Subsidiairement, et en tant que de besoin, la SA Cofidis demande de prononcer la résiliation judiciaire du contrat, de condamner en conséquence, M. [J] au paiement des sommes restant dues par application des dispositions des articles 1224 et 1227 du code civil, de juger en tant que de besoin que s’appliqueront le cas échéant les dispositions de l’article 1231-6 du code civil prévoyant la majoration de 5 points du taux légal d’intérêt en cas de non-paiement dans les délais prescrits.

Encore plus subsidiairement et en tant que de besoin, si la déchéance du droit aux intérêts était prononcée, elle demande de condamner encore l’emprunteur au paiement des sommes empruntées, sous déduction des règlements opérés.

L’appelante demande enfin de condamner M. [J] à lui payer une somme de 500 euros par application de l’article 700 du code de procédure civile ainsi qu’aux entiers dépens de l’instance.

La déclaration d’appel et les conclusions ont été signifiées à M. [J] le 22 juin 2023 à domicile. Il n’a pas constitué avocat.

L’ordonnance de clôture a été rendue le 24 octobre 2023.

Sur ce, la cour,

I- Sur la demande principale

Le premier juge a déchu le prêteur de son droit aux intérêts pour trois motifs :

– défaut de vérification de la solvabilité de l’emprunteur (article L.312-16 du code de la consommation),

– absence de bordereau de rétractation détachable (article L.312-21 du code de la consommation,

– caractères de certains paragraphes d’une hauteur inférieure au corps 8 (article R.312-10 du code de la consommation).

L’appelante conteste le jugement sur ces trois points, qui seront examinés ci-dessous successivement.

A) Sur le moyen tiré de l’article L.312-16 du code de la consommation

Par application de l’article L.312-16 du code de la consommation ‘avant de conclure un contrat de crédit, le prêteur vérifie la solvabilité de l’emprunteur à partir d’un nombre suffisant d’informations fournies par ce dernier à la demande du prêteur’.

Le premier juge a, en substance, retenu qu’il n’apparaissait pas que le prêteur ait sollicité de l’emprunteur un justificatif relatif à la perception des allocations familiales de 129 euros pourtant déclarées dans la ‘fiche de dialogue revenus et charges’ produite.

Toutefois, il résulte des pièces communiquées qu’à l’appui de la fiche de dialogue déclarative qui mentionne un emprunteur marié avec deux enfants, en CDI, pour un revenu de 2 200 euros, ont été produites deux fiches de paye qui corroborent le montant déclaré, et une quittance de loyer justifiant de la charge principale de l’emprunteur (583,60 euros).

Ces éléments apparaissent suffisants pour remplir les conditions du texte susvisé, étant précisé de surcroît que le montant des allocations familiales pour deux enfants est fixe.

C’est par conséquent à bon droit que l’appelante considère que le premier juge a fait preuve d’une exigence excessive en estimant qu’un justificatif de la perception des allocations familiales aurait dû être sollicité.

La cour estime que le prêteur justifie avoir rempli son obligation de vérification de solvabilité tirée du texte susvisé.
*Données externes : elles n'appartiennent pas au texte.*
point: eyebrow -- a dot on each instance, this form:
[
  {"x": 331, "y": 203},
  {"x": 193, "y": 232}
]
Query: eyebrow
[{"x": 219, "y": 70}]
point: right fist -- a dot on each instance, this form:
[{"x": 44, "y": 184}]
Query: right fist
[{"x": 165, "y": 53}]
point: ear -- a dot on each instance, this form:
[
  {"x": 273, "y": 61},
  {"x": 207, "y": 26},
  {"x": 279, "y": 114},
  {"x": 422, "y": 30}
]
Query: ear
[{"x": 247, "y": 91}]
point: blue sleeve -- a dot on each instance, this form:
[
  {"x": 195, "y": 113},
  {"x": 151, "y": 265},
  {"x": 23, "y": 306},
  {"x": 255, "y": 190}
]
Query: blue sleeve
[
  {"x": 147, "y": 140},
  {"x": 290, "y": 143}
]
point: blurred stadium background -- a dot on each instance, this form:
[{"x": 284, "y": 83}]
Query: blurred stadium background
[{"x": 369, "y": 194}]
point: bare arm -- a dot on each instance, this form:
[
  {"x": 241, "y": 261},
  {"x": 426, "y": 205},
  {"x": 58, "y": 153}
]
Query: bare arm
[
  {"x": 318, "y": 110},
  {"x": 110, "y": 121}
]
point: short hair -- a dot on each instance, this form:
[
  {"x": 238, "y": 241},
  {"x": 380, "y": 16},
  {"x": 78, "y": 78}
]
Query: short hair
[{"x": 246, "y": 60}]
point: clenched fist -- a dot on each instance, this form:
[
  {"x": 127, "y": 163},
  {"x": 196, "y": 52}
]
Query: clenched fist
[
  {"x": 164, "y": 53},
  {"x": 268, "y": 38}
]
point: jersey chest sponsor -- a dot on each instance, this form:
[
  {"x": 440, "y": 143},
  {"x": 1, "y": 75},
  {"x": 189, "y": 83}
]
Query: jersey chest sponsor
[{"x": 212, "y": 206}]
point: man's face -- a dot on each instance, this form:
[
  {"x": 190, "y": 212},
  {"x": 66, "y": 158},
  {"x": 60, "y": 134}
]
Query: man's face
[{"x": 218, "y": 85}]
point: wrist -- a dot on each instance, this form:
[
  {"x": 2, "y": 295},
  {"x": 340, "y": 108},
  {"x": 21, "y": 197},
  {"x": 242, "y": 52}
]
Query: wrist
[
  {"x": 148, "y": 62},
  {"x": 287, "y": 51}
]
Ce moyen est écarté.

B) Sur le moyen tiré de l’article L.312-21 du code de la consommation

L’article L. 312-19 du code de la consommation précise que l’emprunteur peut se rétracter sans motifs dans un délai de 14 jours calendaires révolus à compter du jour de l’acceptation de l’offre de contrat de crédit comprenant les informations prévues à l’article L. 312-28.

Selon l’article L. 312-21, afin de permettre à l’emprunteur l’exercice du droit de rétractation mentionné à l’article L. 312-19, un formulaire détachable est joint à son exemplaire du contrat de crédit.

La preuve par le prêteur de la communication à l’emprunteur du bordereau détachable de rétractation ne saurait résulter de la seule signature apposée par l’emprunteur sous une clause type par laquelle celui-ci reconnaît cette remise. Une telle circonstance ne constitue qu’un simple indice que le prêteur doit compléter par d’autres éléments pour établir l’exécution de son obligation envers l’emprunteur. A défaut la sanction encourue par le prêteur est la déchéance de son droit aux intérêts.

Le juge des contentieux de la protection a retenu que la société Cofidis produisait une offre de crédit dépourvue de bordereau détachable de rétractation et que, si l’emprunteur reconnaissait par une clause type être en possession d’un exemplaire du contrat muni d’un formulaire détachable de rétractation, le prêteur ne communiquait aucune pièce de nature à démontrer la remise effective d’un tel formulaire à M. [J], ni sa régularité formelle.

Toutefois, la société Cofidis communique, en pièce n°21, l’offre de prêt de regroupement de crédits qu’elle a adressée à M. [J] le 7 mai 2018, offre qui comprend les documents à renvoyer au prêteur et les documents à conserver. La page 16/19 de l’offre figurant au sein des documents à conserver contient, en bas de page, le bordereau de rétractation à renseigner pour renoncer à l’offre de crédit, dont la régularité n’est pas critiquable.

Cette pièce vient compléter utilement l’indice que constitue la signature par M. [J] de la clause type de remise du bordereau. Il est donc suffisamment démontré que la société Cofidis a communiqué à l’emprunteur une offre munie d’un formulaire détachable de rétractation, de sorte qu’aucune déchéance du droit aux intérêts n’est encourue de ce chef.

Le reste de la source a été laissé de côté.